Mesurant les difficultés qui l'attendent, il comprend qu'il ne pourra atteindre seul le but de son expédition, et décide de joindre San Francisco où le conduiront les pistes des caravanes, afin de rendre compte de sa mission.

S'étant endormi solitaire dans la pampa, il se réveille le 10 avril 1848 (il a noté la date) au milieu de 4 000 Indiens Apaches.

Le chef est devant lui et le voyant prêt à se défendre désespérément avec ses deux : pistolet, lui tend la main en lui disant « Amigo ». Toute la troupe l'entoure avec des manifestations d'amitié mais il est, en un clin d'œil, désarmé et dépouillé de tous ses vêtements. Furieux de cette traîtrise, il se couche à terre, ne voulant plus se relever. Un Indien qui s'approche pour l'inciter à se mettre debout, est empoigné par lui avec tant de force qu'il reste étendu au sol.

Le chef le fait saisir, attacher à un arbre, les bras en croix, et une volée de flèches vient se planter au contour de son corps. Voyant qu'il n'a pas bronché, bien que blessé au front, les Indiens jugent que l'épreuve a démontré son courage, ils lui rendent son cheval, ses armes, et l'obligent à les suivre pour l'Ougamiss où campe la tribu.

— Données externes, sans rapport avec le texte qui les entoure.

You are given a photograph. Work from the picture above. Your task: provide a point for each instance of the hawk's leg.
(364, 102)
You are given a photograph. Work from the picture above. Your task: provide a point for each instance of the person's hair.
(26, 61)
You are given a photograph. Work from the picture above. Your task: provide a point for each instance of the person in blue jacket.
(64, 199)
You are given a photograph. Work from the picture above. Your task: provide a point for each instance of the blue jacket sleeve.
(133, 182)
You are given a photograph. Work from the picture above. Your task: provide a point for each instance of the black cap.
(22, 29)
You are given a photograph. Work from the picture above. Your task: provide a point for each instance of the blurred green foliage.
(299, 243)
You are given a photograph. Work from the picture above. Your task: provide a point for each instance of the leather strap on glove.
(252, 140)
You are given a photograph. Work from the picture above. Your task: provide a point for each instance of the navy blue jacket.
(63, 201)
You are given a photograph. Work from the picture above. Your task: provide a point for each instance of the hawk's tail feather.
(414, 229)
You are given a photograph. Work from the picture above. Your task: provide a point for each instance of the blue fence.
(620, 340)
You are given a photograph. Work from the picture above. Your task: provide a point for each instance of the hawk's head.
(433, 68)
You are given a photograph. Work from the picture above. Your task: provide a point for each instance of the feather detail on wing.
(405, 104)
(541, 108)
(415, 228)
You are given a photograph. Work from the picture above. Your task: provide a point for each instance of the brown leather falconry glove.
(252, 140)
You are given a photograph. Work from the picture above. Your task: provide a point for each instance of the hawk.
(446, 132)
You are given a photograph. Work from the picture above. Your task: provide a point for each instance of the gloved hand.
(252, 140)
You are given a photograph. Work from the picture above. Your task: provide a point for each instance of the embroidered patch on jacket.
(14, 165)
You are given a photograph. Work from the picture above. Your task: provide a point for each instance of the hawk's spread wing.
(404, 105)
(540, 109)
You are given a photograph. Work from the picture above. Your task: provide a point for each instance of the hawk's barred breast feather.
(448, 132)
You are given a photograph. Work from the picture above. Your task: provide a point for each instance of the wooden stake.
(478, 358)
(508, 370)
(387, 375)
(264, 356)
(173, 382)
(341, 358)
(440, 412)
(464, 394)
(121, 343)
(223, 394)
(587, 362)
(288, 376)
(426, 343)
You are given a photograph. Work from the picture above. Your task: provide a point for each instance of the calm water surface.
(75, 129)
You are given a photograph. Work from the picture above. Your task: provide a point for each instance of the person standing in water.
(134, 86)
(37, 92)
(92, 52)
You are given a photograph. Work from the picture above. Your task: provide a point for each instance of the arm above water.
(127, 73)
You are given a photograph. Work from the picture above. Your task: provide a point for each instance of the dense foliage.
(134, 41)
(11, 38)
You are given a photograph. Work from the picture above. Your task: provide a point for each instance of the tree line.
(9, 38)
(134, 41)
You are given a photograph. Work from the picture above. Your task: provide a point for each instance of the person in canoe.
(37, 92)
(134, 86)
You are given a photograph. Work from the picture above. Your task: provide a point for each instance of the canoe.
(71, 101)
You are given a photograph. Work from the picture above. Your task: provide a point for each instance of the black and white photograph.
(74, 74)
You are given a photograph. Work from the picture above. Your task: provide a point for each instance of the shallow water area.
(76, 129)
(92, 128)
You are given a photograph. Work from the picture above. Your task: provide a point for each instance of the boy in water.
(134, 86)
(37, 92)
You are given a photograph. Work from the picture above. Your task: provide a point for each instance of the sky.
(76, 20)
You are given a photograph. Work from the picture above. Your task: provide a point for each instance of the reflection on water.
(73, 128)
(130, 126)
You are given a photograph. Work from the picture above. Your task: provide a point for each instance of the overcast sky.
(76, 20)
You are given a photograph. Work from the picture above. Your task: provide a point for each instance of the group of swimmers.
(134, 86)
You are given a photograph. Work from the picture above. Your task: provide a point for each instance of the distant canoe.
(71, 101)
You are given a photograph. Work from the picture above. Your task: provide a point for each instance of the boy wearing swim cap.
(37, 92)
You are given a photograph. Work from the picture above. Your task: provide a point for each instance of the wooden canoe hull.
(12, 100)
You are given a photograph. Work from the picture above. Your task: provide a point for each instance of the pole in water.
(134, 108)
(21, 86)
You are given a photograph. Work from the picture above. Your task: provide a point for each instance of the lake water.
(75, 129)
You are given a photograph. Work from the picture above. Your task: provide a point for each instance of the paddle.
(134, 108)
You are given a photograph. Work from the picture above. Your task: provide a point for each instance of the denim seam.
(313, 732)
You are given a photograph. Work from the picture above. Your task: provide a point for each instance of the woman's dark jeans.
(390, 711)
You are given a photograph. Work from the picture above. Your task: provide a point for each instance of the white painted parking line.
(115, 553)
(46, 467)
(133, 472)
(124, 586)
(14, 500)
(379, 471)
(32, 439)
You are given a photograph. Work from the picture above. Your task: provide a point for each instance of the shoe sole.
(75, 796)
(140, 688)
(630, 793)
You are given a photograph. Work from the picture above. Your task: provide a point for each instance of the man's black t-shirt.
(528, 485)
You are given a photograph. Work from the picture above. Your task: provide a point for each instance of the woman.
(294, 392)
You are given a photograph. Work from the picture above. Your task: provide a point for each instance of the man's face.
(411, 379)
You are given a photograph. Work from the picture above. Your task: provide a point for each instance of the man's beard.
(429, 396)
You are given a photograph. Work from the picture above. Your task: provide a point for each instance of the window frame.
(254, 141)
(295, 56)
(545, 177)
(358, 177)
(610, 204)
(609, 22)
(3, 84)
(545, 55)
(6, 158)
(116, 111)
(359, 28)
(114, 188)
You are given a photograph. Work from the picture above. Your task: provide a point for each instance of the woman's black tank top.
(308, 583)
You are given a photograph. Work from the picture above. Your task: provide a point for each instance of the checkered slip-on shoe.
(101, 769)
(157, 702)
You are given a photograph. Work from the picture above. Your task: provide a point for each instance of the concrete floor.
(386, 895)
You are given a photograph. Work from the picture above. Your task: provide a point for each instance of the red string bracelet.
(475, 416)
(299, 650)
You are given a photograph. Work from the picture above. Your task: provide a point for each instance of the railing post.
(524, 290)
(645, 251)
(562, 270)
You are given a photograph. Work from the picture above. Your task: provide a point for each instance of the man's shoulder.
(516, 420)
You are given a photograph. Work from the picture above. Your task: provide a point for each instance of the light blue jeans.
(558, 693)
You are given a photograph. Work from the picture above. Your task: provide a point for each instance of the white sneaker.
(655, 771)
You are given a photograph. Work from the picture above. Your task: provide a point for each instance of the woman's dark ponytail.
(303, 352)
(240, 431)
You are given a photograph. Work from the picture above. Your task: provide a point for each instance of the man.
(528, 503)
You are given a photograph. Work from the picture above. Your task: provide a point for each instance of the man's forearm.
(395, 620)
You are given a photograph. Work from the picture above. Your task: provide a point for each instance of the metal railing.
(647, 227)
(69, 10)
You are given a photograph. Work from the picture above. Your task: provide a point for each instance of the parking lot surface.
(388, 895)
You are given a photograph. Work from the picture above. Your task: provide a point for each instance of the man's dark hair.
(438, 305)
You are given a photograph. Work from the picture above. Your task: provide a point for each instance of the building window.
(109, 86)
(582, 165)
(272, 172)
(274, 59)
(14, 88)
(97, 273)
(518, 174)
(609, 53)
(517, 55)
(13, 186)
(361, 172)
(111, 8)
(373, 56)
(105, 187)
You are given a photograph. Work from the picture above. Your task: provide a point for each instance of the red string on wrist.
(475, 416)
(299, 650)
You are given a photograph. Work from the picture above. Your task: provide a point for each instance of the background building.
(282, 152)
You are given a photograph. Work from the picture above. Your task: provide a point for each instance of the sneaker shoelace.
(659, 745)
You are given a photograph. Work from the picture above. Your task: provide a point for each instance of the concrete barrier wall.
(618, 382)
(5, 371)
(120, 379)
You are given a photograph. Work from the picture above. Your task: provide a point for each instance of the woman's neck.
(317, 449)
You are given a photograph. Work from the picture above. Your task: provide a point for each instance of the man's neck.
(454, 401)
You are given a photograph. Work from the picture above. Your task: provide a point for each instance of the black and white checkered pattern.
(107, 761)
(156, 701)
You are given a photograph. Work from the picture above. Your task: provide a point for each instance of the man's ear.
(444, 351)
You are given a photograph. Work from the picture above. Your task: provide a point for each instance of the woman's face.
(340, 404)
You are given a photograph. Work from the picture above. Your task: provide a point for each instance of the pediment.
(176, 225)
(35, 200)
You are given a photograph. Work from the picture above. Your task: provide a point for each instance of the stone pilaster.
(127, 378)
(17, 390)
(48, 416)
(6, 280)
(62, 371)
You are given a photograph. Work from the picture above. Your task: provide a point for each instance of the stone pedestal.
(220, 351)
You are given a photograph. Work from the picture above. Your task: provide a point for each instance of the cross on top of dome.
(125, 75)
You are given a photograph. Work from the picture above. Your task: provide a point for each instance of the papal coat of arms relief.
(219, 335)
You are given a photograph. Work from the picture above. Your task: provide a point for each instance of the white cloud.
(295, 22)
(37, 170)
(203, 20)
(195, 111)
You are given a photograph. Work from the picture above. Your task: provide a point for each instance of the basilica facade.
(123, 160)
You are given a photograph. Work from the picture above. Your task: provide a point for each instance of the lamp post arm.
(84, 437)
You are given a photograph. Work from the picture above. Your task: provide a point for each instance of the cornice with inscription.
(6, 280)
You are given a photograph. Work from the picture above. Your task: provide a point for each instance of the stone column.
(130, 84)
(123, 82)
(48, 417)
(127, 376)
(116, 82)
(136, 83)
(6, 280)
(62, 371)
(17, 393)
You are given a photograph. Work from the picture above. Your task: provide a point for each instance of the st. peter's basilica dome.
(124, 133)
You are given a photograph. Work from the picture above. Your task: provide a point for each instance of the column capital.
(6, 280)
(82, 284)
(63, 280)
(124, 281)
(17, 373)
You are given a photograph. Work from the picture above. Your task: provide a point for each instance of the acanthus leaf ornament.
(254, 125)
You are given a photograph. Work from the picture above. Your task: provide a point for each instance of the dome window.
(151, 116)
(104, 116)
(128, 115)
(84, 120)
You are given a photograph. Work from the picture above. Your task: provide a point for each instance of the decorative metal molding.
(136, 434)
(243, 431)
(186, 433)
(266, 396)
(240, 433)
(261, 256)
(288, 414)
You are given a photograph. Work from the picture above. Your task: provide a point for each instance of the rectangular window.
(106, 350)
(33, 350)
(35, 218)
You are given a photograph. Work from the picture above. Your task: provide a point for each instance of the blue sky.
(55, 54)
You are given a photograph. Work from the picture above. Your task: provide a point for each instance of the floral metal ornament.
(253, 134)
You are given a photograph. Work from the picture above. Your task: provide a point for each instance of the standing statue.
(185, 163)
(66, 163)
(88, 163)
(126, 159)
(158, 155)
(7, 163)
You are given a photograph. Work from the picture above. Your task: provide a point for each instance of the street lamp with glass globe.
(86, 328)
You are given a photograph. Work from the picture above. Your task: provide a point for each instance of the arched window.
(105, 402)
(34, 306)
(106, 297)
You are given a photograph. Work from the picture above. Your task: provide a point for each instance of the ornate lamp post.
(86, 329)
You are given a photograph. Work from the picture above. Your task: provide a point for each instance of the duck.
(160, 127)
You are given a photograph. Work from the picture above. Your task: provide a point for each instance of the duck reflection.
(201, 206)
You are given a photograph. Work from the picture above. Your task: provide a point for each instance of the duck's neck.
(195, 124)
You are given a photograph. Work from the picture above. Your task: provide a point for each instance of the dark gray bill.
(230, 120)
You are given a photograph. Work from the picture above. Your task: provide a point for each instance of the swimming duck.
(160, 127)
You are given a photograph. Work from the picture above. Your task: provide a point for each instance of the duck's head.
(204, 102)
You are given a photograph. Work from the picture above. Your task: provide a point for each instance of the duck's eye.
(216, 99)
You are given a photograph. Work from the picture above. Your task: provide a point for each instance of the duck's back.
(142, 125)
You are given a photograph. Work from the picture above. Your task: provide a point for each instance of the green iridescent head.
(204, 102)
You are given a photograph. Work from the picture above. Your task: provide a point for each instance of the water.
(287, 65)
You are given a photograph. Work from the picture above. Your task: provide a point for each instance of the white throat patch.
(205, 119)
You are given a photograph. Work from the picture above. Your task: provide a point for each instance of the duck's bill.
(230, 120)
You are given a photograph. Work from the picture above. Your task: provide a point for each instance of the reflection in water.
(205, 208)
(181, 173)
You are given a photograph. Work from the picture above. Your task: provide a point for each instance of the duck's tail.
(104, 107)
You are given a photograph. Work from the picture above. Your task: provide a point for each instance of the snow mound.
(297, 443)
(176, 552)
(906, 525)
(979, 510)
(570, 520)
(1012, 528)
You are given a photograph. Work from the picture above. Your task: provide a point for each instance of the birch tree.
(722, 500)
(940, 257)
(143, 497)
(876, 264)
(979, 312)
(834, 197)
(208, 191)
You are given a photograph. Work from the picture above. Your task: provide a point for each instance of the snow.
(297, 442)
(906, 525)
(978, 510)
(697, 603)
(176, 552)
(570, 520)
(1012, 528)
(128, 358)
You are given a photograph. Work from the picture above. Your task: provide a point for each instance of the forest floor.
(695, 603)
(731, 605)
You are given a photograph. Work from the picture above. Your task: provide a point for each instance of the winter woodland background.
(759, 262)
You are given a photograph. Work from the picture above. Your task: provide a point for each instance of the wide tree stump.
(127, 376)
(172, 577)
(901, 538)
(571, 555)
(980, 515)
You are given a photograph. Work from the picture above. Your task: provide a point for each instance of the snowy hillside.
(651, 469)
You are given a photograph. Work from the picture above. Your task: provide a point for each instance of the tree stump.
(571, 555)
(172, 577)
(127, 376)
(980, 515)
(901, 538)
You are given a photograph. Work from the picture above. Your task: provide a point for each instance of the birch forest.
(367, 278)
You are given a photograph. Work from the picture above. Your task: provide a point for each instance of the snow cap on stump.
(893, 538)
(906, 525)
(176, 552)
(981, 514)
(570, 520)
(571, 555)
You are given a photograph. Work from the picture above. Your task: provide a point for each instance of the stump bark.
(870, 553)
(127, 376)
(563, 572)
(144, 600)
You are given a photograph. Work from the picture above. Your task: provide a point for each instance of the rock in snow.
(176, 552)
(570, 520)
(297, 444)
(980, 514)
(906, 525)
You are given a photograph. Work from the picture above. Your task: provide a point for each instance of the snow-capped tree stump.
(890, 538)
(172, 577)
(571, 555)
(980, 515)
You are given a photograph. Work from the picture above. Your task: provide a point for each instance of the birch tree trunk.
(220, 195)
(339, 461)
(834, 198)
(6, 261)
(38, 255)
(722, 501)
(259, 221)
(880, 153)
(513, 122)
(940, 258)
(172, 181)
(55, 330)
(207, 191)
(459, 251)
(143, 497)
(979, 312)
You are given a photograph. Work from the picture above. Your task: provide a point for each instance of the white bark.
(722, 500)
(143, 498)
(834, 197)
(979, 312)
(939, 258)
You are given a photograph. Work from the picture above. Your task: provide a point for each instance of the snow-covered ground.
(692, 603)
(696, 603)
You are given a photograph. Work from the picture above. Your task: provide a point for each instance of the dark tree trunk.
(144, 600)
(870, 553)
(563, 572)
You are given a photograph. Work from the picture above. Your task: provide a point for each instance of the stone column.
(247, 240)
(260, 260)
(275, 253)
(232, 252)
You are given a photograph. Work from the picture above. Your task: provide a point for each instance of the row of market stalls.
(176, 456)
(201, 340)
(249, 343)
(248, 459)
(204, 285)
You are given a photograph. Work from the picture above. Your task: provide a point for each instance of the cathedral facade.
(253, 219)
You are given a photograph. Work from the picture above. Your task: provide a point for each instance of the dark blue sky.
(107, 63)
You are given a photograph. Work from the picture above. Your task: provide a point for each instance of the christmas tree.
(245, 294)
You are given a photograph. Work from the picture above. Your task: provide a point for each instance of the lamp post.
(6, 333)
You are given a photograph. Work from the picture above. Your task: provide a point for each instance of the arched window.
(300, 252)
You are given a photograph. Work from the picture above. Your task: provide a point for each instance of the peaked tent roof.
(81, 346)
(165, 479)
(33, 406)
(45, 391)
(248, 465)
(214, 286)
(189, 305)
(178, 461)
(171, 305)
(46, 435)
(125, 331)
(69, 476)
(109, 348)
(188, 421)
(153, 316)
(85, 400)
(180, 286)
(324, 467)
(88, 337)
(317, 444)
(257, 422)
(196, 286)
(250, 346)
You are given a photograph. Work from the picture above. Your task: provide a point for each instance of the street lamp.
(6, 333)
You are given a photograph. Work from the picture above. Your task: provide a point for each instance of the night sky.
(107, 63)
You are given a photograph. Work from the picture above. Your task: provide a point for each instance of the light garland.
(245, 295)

Il vécut avec eux pendant 7 mois, menant la vie des sauvages, combattant les tribus ennemies, chassant l'ours ou le bison, et obtint un tel ascendant sur les Apaches, qu'il réussit à les convertir à la religion chrétienne en les baptisant, « mais, note-t-il, ils se soumettaient à cette cérémonie en pensant qu'elle leur procurait un talisman contre la mort, et je dus cette conquête plus au bonheur de ne jamais être blessé dans les combats, qu'à ma persuasion d'évangélisateur ».

Ayant réussi à quitter le camp des Apaches, il parvient à San Francisco le 8 janvier 1849.

C'était alors la fièvre de l'or qui commençait à saisir la Californie. Ce qui avait été une possession espagnole florissante, occupée par des établissements religieux importants, n'était plus quand il y arriva qu'une localité insignifiante en pleine décadence.

Il prend un bateau en partance pour Mazatlán, port du Mexique sur le Pacifique ; en y arrivant, il apprend que le gouvernement dont il avait reçu mission ayant changé, celui qui le remplaçait avait renoncé à l'entreprise sur la Sonora.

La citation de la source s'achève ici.